Pod wykładem znajdują się ćwiczenia. Jeśli wiesz jak powinna wyglądać konstrukcja trybów warunkowych oraz inne detale i chcesz się sprawdzić, pomiń
mini-wykład i przejdź do samych
ćwiczeń.
Zagadnienie pierwszego i drugiego trybu warunkowego w podstawach nie jest zbyt skomplikowane i długie. Jednak, gdy zagłębiamy
się we wszystkie możliwości, jakie mogą nas spotkać podczas ich używania, temat zaczyna się rozrastać. By ułatwić nawigację, zamieszczam pod
spodem skróty do wszystkich sekcji:
• Podstawowe wyjaśnienia i konstrukcje
• Porównanie konstrukcji dla "twardej" przyszłości oraz przypuszczenia
• I Conditional dla teraźniejszości
• Jak używać i się nie zabić?
• Użycie formy Continuous w I i II Conditionalu
• Czasowniki modalne
• Na skróty
• Jak ćwiczyć i dobrze się przy tym bawić?
Po co nam tryby warunkowe? Zarówno w naszym języku, jak i w angielskim są one potrzebne głównie do tego, żeby
wyrazić prawdopodobieństwo wydarzenia się jakiejś akcji. W polskim I oraz II tryb warunkowy używane są prawie naprzemiennie, a to z
powodu chociażby słowa "gdy". W angielskim różnica pomiędzy I i II Conditionalem jest nieco wyraźniejsza, a III Conditional już
znacznie różni się od
dwóch poprzednich. O nim oraz o mieszanym trybie warunkowym Mixed Conditional jednak więcej w innych tematach.
Popatrzmy na takie polskie zdania warunkowe:
1. Jak przyjadę, to się zobaczymy.
2. Jeśli przyjadę, to się zobaczymy.
3. Gdybym przyjechał, to byśmy się zobaczyli.
4. Gdy przyjadę, to się zobaczymy.
5. Jakbym przyjechał, to się zobaczymy/to byśmy się zobaczyli.

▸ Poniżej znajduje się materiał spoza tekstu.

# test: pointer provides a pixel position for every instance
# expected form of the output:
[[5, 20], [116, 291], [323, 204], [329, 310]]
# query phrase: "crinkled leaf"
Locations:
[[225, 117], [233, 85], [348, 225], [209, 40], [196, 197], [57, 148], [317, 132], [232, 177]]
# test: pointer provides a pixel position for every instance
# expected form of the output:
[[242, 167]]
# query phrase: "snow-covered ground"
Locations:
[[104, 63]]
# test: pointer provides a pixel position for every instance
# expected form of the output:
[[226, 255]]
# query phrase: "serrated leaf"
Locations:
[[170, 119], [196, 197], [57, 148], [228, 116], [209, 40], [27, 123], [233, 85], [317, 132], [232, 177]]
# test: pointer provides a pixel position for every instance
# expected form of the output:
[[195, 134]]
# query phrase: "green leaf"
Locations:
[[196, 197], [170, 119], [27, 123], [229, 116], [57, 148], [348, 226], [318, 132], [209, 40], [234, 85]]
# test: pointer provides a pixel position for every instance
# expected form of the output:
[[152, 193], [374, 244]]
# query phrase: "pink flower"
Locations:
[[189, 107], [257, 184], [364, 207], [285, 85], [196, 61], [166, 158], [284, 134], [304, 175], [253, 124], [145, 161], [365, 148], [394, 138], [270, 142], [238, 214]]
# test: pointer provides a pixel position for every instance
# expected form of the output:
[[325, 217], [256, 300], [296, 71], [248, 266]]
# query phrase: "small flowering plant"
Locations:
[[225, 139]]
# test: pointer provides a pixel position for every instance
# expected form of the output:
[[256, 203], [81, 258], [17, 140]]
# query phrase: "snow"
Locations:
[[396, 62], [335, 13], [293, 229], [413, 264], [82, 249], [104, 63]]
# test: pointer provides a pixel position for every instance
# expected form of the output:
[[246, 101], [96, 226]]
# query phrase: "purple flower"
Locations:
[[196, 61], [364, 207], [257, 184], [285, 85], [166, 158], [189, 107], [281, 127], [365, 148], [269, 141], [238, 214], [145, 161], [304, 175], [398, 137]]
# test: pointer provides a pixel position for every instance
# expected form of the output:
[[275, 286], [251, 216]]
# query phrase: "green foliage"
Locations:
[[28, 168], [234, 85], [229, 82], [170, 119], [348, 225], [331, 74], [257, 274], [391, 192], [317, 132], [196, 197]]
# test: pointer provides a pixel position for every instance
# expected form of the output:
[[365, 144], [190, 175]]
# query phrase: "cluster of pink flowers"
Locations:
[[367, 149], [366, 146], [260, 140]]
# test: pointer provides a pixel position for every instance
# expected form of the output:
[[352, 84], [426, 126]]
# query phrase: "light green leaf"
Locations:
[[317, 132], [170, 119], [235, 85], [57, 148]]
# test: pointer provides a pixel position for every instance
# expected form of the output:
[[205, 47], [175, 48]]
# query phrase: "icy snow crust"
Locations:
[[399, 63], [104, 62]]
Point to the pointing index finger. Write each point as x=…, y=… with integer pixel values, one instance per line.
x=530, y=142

Które ze zdań wydaje się Wam bardziej "prawdopodobne", a które mniej? Chwila namysłu...
Chyba pierwsze i czwarte... Ale "jeśli", a jeszcze bardziej "gdy" powoduje małe zamieszanie i czasami można zauważyć, że nie do końca mamy pewność
w takim zdaniu, że coś się w ogóle wydarzy. Mało tego - nawet bardzo "wątpliwe" zdanie 3 nie mówi nam czy chodzi o przyszłość,
teraźniejszość czy przeszłość...
A co ze zdaniem 5? Która rzecz jest prawdopodobna i jak bardzo? Przecież można to powiedzieć w taki sposób i takim tonem, że zarówno nasz
rozmówca będzie pewien o naszym zamierzeniu (może tylko nie jesteśmy pewni kiedy przyjedziemy) lub też zrozumie, iż właśnie nie jesteśmy
tego zupełnie pewni, a nawet jedynie sobie to wyobrażamy. Wszystko to kwestia kontekstu i tonu wypowiedzi.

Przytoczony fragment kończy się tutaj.